I should’ve said no, I’m working, both on assignments and on getting over you.

But I missed him. And he was right there. So I said yes.

He sat down across from me, and it was awkward at first. He’d read my essay about the breakup, and the one about dating, and asked how I was doing.

“I’m doing okay, all things considered.”

“You haven’t burst into tears yet,” he teased.

And somehow the teasing loosened us up, and suddenly it felt like high school again. Sitting across from each other at the very same table, quizzing each other before exams, rewarding correct answers with high fives, and kissing stray whipped cream off of the corner of each other’s mouths.

We were joking around, teasing each other, smiling as we relaxed. We were all but playing footsie under the table.

We stayed at the café for hours, until I’d finally finished my assignment. I found myself hesitating to admit I was done, because I knew when we stepped apart, the illusion of being with the boy I loved was over.

“Where are you going?” he asked. “I’ll walk you. It’s getting dark.”

How Spider-Man of him.

He walked me back to my building, and we stood in front of the doors, both of us too scared to say goodbye.

“Do you wanna come up? I can make some tea.”

It was a very flimsy excuse for _“I don’t wanna say goodbye to you because I’m scared it’ll be a forever goodbye and not a see-you-soon goodbye.”_

He said yes. So I lead him up to my apartment, the one he helped me move into before he left for MIT. Seeing his reaction to the way I’d moved furniture around and redecorated struck a cord with me.

“You changed it.”

“Yeah. I need to do something.”

_I needed to do something with myself that wasn’t sitting on my bed and crying onto my phone screen as I read through old messages or looked through old photos of us. I needed to change my apartment so it didn’t look the way you left it. I needed to stop using my living space and a grieving ground so I could get up and live my life._

“It looks good.”

We settled on my couch, drinking tea and chatting. Slowly, we leaned closer together. It seemed that the second the tea ran out, we ran into each other.

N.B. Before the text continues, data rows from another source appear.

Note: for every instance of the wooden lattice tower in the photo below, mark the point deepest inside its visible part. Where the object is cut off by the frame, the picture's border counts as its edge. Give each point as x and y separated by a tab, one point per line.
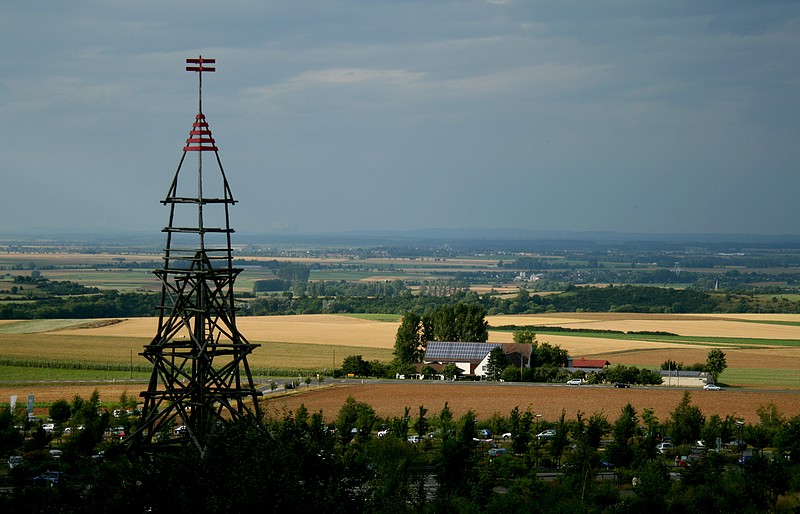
200	372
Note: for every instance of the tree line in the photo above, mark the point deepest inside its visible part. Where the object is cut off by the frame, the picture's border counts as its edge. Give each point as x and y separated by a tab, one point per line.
67	300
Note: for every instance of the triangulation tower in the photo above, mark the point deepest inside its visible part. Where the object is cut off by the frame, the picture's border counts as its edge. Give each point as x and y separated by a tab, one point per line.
200	372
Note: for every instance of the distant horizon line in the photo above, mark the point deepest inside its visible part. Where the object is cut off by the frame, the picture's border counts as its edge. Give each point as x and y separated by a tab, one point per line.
425	234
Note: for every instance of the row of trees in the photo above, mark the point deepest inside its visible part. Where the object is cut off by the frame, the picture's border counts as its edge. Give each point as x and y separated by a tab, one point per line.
298	462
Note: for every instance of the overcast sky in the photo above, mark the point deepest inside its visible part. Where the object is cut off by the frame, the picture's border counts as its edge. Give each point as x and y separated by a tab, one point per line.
336	115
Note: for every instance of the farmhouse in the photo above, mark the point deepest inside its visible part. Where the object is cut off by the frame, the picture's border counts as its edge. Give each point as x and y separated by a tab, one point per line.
472	358
586	365
684	378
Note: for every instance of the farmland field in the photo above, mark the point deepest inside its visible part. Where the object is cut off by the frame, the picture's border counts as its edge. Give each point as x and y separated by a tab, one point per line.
762	351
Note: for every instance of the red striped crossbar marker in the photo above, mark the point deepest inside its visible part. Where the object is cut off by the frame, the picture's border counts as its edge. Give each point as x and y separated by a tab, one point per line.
200	61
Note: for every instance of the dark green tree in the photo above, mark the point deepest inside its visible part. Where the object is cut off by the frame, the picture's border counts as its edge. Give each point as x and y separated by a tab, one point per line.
60	411
408	346
356	365
715	364
686	421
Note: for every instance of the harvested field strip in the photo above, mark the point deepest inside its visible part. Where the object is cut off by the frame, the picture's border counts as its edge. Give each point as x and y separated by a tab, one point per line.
389	318
657	338
484	399
73	365
30	374
39	325
121	350
771	377
771	322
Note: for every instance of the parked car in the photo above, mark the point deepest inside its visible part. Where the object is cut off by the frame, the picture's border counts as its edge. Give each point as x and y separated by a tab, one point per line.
547	434
665	447
50	478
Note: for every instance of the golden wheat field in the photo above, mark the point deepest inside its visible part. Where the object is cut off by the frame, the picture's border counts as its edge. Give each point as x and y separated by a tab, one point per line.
322	341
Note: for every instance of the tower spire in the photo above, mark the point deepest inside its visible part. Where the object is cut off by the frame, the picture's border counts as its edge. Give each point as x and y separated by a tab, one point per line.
200	371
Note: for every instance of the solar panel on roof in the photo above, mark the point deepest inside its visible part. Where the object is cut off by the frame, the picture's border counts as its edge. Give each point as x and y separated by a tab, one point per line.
440	350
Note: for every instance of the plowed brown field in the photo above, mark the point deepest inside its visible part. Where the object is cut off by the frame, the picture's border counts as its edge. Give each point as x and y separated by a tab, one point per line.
485	400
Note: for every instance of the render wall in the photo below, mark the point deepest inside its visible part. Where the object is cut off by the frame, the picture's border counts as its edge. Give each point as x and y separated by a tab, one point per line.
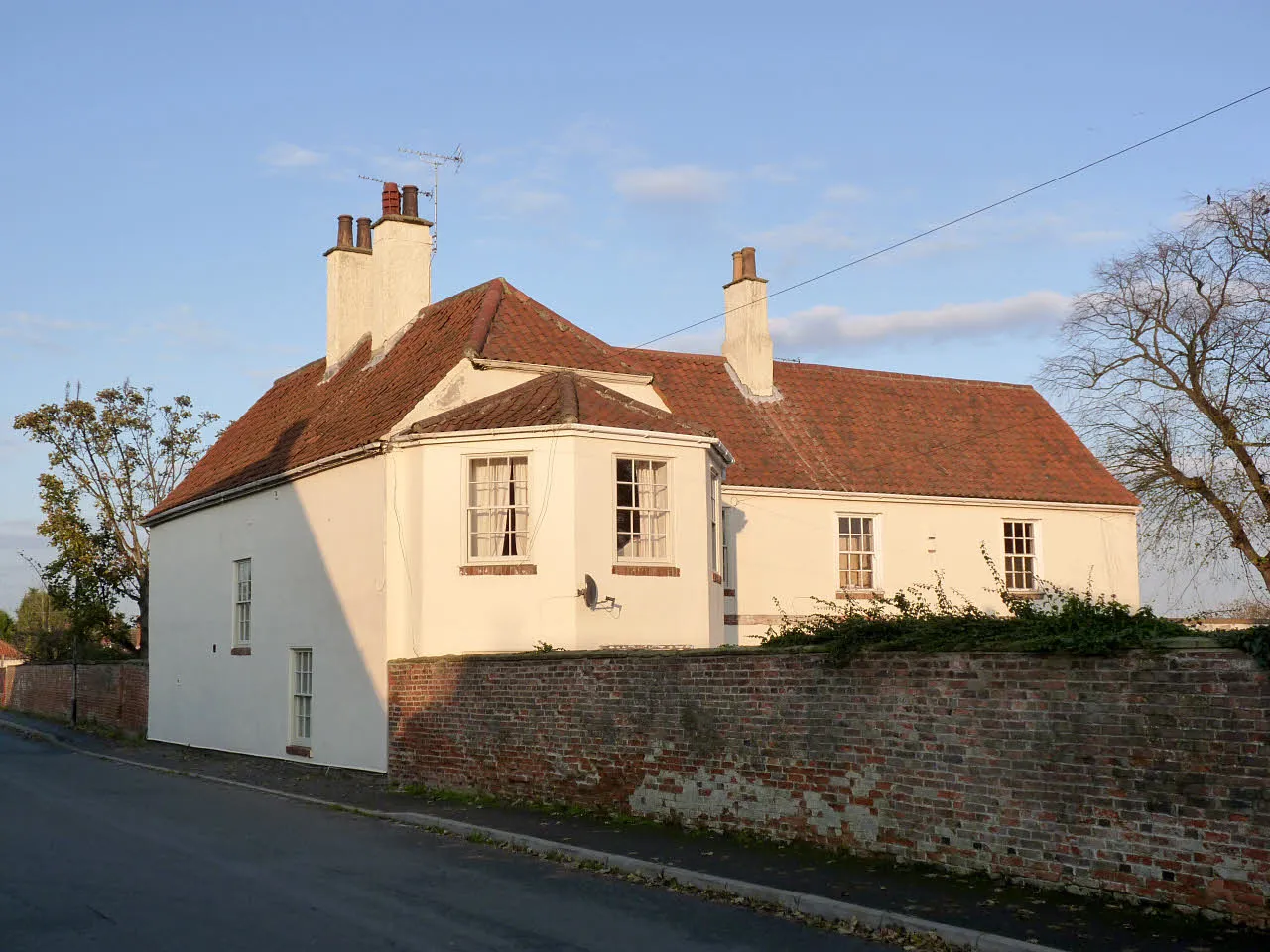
785	547
109	694
440	603
318	571
1146	774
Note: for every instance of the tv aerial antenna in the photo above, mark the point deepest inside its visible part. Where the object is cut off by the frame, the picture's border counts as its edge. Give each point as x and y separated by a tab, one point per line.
436	160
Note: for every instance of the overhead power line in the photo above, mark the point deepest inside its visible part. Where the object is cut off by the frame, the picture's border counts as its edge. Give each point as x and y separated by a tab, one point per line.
976	212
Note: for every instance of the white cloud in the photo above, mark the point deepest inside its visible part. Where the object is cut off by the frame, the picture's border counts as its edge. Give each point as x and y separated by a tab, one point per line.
694	184
286	155
844	193
826	327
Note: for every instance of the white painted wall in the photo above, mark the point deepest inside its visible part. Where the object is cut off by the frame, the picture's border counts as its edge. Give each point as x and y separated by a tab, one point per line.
467	381
436	610
784	547
317	549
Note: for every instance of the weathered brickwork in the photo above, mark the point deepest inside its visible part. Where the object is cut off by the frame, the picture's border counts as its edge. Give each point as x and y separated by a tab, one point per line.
111	694
1146	775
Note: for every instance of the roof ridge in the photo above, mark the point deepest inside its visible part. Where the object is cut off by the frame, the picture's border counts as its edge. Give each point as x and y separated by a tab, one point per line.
833	367
489	304
567	385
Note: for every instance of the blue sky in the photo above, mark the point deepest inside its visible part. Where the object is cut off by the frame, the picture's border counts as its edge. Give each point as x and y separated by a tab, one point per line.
171	177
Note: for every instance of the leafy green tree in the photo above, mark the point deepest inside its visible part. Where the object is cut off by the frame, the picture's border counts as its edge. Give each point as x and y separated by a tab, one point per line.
111	461
42	629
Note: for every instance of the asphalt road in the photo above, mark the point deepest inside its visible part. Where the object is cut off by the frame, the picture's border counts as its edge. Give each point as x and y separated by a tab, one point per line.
103	856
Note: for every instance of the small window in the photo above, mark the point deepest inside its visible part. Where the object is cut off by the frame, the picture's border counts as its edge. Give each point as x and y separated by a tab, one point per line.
729	581
1020	556
856	553
643	509
498	507
715	524
243	602
302	693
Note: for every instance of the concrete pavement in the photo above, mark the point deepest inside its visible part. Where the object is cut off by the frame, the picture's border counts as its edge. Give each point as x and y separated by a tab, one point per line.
102	856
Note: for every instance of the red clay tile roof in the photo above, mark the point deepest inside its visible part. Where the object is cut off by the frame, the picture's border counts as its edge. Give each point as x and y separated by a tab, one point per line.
303	417
554	399
833	428
873	431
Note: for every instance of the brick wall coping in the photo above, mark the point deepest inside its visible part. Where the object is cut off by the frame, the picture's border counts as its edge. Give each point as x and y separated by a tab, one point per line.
127	662
1180	644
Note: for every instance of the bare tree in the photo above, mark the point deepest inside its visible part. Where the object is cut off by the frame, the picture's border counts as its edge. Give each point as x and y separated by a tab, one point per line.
111	461
1167	363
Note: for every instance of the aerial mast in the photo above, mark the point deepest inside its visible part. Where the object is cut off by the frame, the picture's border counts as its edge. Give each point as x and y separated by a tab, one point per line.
436	160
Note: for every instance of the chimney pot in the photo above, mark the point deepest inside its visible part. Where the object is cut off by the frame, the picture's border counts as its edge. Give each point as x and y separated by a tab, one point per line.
411	200
391	198
344	239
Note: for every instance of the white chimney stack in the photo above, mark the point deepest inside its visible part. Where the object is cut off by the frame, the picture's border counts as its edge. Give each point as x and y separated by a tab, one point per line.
377	286
747	344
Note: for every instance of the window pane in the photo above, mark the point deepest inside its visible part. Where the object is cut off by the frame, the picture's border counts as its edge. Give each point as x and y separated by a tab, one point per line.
498	513
643	509
855	552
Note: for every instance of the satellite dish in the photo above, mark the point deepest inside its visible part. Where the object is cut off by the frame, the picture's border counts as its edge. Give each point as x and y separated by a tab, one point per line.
589	592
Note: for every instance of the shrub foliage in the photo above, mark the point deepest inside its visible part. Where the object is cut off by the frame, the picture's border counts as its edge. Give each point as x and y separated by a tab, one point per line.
929	617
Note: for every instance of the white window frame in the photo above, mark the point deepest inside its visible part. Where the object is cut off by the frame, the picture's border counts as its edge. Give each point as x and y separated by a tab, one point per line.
668	556
241	617
728	549
714	500
467	509
875	552
1034	555
300	694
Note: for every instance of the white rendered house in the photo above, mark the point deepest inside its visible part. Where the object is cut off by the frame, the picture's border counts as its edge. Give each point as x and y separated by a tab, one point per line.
451	476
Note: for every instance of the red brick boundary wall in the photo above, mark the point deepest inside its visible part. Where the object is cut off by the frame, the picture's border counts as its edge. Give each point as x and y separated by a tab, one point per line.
1147	774
111	694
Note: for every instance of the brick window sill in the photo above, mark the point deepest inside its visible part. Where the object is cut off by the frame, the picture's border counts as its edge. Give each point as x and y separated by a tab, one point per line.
517	569
648	571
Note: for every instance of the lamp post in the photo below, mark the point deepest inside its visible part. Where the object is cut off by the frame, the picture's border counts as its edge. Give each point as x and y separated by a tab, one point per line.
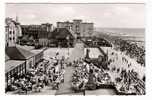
68	43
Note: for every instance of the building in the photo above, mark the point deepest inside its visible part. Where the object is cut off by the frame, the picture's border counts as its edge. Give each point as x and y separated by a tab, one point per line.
61	37
82	29
39	33
12	31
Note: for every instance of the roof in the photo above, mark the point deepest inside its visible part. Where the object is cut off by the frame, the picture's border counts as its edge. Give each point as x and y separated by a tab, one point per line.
43	34
11	64
61	33
17	53
6	57
37	51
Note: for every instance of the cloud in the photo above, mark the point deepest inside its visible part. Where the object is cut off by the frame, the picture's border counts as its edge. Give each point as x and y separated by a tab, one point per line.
103	15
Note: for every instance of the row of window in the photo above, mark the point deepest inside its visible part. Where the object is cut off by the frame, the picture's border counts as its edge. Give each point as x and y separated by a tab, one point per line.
12	38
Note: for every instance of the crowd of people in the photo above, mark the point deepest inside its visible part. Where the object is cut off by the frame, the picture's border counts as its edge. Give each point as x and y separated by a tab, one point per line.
88	76
128	78
46	73
132	49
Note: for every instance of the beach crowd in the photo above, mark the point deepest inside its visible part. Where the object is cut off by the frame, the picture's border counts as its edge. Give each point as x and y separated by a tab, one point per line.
131	49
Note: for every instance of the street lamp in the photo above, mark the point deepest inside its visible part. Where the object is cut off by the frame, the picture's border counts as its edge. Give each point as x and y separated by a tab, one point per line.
68	38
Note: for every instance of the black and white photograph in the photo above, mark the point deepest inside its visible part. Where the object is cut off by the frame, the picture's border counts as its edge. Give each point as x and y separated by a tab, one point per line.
75	49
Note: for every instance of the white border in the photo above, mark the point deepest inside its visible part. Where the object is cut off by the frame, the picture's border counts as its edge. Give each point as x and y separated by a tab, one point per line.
148	33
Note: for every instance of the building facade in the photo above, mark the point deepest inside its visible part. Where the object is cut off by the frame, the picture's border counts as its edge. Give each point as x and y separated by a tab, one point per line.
38	32
78	28
12	31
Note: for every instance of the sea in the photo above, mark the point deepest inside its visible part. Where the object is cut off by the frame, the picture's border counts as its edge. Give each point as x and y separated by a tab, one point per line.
131	34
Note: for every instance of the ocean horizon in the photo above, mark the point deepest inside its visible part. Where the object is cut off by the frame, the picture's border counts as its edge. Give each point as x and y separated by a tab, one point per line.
134	34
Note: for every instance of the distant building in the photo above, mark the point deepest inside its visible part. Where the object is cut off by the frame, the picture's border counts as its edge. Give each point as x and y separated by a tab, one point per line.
61	37
77	27
38	32
12	31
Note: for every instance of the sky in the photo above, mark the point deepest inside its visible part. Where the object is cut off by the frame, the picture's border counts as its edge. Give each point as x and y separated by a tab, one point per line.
102	15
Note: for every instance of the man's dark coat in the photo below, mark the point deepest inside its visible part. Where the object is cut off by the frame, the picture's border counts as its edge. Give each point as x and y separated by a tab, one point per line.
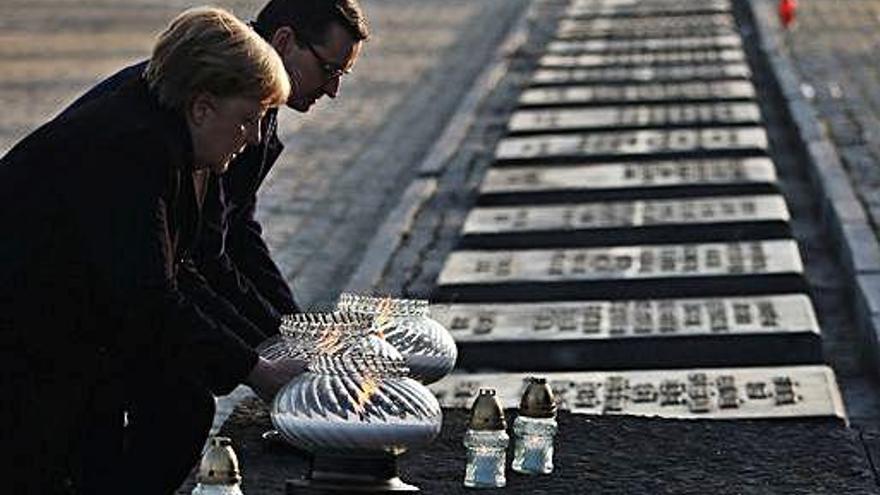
98	211
231	253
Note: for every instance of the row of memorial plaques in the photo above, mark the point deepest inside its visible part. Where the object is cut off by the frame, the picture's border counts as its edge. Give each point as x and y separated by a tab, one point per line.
624	4
626	214
559	120
607	9
622	263
718	42
628	176
717	393
647	144
660	73
687	25
573	32
728	56
634	334
637	93
577	320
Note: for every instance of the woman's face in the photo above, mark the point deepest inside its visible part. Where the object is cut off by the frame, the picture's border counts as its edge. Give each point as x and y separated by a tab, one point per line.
222	127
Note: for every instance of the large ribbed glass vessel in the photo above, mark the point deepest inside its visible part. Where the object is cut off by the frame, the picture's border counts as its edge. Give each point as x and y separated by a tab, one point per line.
355	408
427	346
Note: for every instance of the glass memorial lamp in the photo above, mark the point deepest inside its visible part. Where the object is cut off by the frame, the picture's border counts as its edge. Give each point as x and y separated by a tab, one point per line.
427	346
355	409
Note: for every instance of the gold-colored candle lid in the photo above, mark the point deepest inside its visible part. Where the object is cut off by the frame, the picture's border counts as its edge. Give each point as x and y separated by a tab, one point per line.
538	401
486	413
219	465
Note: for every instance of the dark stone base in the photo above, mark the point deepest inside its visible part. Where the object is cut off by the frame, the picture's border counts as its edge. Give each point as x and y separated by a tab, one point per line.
350	474
616	455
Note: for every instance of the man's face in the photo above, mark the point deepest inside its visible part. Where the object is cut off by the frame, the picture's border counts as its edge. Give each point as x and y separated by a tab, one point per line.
315	69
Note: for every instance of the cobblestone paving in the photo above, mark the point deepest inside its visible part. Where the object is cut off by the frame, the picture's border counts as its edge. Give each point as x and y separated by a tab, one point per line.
345	162
834	46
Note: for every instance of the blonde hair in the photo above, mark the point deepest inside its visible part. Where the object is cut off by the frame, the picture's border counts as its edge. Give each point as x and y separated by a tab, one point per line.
209	49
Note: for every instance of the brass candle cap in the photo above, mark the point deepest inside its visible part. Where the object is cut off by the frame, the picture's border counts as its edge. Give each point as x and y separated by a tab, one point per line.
486	413
538	401
219	465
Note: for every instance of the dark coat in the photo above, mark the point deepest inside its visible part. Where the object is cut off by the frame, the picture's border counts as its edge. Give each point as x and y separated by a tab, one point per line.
231	254
98	210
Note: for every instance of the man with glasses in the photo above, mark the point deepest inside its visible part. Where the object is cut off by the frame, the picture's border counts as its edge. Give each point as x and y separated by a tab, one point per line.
231	273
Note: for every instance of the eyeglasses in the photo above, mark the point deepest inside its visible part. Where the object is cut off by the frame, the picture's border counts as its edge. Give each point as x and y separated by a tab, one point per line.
331	70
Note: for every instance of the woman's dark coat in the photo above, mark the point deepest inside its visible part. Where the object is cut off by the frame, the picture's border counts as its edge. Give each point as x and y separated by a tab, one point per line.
96	208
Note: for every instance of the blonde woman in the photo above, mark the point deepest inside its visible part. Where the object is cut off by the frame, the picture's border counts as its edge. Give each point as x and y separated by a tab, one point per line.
109	368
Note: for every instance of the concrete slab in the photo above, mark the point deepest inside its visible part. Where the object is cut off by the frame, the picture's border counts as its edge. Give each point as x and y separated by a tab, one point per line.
717	393
611	45
633	117
607	75
656	144
648	27
634	334
627	222
621	272
548	183
637	93
688	57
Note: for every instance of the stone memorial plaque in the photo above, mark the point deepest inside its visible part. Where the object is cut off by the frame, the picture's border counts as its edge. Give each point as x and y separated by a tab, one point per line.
627	222
633	117
620	272
649	333
623	4
680	178
603	9
639	143
648	27
718	42
643	59
637	93
716	393
671	73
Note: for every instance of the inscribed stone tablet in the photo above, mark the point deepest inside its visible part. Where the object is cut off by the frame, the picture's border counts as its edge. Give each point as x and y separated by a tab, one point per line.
659	93
592	145
620	263
646	44
679	213
673	73
601	9
582	119
668	26
540	179
567	321
641	59
716	393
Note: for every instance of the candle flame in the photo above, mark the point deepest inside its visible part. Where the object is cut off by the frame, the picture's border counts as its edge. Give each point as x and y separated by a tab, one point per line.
383	316
368	388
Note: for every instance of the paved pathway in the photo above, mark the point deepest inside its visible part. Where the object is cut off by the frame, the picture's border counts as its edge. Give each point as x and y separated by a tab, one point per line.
834	46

The first kiss was as soft and hesitant as some of our very first kisses. Our lips were mapping things out again, trying to figure out where the lines were drawn, what territory was welcome and what wasn’t.

We pulled apart and looked at each other.

“I don’t know that this is a good idea,” I said, softly, knowing I was pushing him away.

“It definitely isn’t.”

We stared at each other for another moment, and then kissed again.

This kiss wasn’t soft or hesitant or gentle. It was pure passion and longing and missing each other.

I couldn’t get close enough to him. I pushed my whole body against him, kissing him whole heartedly, and it didn’t feel like nearly enough. I needed him.

The sex itself was great. Neither of us were holding back. We said “I love you” freely, between moans. We held each other tight and fucked hard and fast, both of us incredibly desperate for something out of reach.

And we fell asleep together. Curled up, the way we always did. I was wearing his shirt, a shirt I hadn’t worn in months.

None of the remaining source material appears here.